2. Executive Secretary of the Personnel Manager, or equivalent positions.
3. Executive Secretary of the Director for Corporate Planning, or equivalent positions.
4. Some personnel in the Personnel Department, EDP Staff at Head Office, Payroll Staff at Head Office, Accounting Department at Head Office, and Budget Staff, who because of the nature of their duties and responsibilities need not join the Association as a condition for their employment.
5. Newly-hired secretaries of Branch Managers and Regional Managers.
Both Metro Drug and Metrolab read the exclusion of managerial employees and executive secretaries as exclusion from the bargaining unit. They point out that managerial employees are lumped under one classification with executive secretaries, so that since the former are excluded from the bargaining unit, so must the latter be likewise excluded.
The exclusion of managerial employees, in accordance with law, must therefore still carry the qualifying phrase from the bargaining unit in Article I (b)(i) of the 1988-1990 CBA. In the same manner, the exclusion of executive secretaries should be read together with the qualifying phrase are excluded from membership in the Association of the same Article and with the heading of Attachment I. The latter refers to Exclusions from Scope of Close Shop Provision and provides that [t]he following positions in Bargaining Unit are not covered by the close shop provision of the CBA.
The basis for the questioned exclusions, it should be noted, is no other than the previous CBA between Metrolab and the Union. If Metrolab had undergone an organizational restructuring since then, this is a fact to which we have never been made privy. In any event, had this been otherwise the result would have been the same. To repeat, we limited the exclusions to recognize the expanded scope of the right to self-organization as embodied in the Constitution.

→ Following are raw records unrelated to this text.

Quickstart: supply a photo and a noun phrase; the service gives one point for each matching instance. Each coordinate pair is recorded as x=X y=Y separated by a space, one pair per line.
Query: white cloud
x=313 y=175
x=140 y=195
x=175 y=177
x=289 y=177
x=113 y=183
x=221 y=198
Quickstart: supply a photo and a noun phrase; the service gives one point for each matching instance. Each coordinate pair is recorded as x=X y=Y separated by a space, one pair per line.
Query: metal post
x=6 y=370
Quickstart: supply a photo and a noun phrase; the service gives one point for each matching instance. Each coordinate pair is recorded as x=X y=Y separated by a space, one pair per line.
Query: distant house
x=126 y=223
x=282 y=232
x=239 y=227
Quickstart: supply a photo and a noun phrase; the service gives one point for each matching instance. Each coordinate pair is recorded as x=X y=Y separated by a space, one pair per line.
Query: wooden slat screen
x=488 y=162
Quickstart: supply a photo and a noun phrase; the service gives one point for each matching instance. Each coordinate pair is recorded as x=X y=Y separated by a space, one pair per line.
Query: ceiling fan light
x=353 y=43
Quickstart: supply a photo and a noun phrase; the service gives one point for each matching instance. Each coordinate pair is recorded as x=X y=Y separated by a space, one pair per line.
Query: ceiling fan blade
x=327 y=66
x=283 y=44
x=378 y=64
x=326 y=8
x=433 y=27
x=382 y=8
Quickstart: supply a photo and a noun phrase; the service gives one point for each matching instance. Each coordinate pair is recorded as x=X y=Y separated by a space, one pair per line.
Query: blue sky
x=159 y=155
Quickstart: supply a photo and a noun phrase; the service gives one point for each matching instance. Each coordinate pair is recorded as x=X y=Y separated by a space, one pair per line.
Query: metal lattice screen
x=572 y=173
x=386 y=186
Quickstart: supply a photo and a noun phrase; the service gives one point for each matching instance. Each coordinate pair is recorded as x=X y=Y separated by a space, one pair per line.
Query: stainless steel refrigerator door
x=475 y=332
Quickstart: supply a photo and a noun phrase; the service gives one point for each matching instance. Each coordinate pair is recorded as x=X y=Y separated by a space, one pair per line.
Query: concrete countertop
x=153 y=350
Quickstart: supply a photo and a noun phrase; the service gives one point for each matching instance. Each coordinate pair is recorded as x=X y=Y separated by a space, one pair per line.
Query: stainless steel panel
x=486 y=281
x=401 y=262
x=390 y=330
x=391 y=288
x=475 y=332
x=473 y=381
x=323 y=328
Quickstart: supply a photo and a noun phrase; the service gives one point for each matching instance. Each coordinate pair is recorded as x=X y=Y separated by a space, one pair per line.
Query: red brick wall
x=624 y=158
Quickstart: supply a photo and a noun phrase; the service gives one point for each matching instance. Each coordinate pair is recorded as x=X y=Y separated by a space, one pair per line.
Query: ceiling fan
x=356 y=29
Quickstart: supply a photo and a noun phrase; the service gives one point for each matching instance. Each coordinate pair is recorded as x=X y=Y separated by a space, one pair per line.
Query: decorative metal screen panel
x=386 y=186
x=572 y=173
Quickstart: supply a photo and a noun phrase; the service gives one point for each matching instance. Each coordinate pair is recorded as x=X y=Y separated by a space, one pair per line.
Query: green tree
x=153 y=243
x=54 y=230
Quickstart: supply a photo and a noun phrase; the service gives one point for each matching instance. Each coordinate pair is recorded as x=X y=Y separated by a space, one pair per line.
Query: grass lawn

The Court concurs with Metrolab contention that executive secretaries of the General Manager and the executive secretaries of the Quality Assurance Manager, Product Development Manager, Finance Director, Management System Manager, Human Resources Manager, Marketing Director, Engineering Manager, Materials Manager and Production Manager, who are all members of the company’s Management Committee should not only be exempted from the closed-shop provision but should be excluded from membership in the bargaining unit of the rank and file employees as well on grounds that their executive secretaries are confidential employees, having access to vital labor information.
Confidential employees cannot be classified as rank and file.  The nature of employment of confidential employees is quite distinct from the rank and file, thus, warranting a separate category. Excluding confidential employees from the rank and file bargaining unit, therefore, is not tantamount to discrimination.

DISPOSITIVE: Metrolab Industries Inc. partially won. The executive secretaries of petitioner Metrolabs General Manager and the executive secretaries of the members of its Management Committee are excluded from the bargaining unit of petitioners rank and file employees.


DOCTRINE: Although Article 245 of the Labor Code limits the ineligibility to join, form and assist any labor organization to managerial employees, jurisprudence has extended this prohibition to confidential employees or those who by reason of their positions or nature of work are required to assist or act in a fiduciary manner to managerial employees and hence, are likewise privy to sensitive and highly confidential records.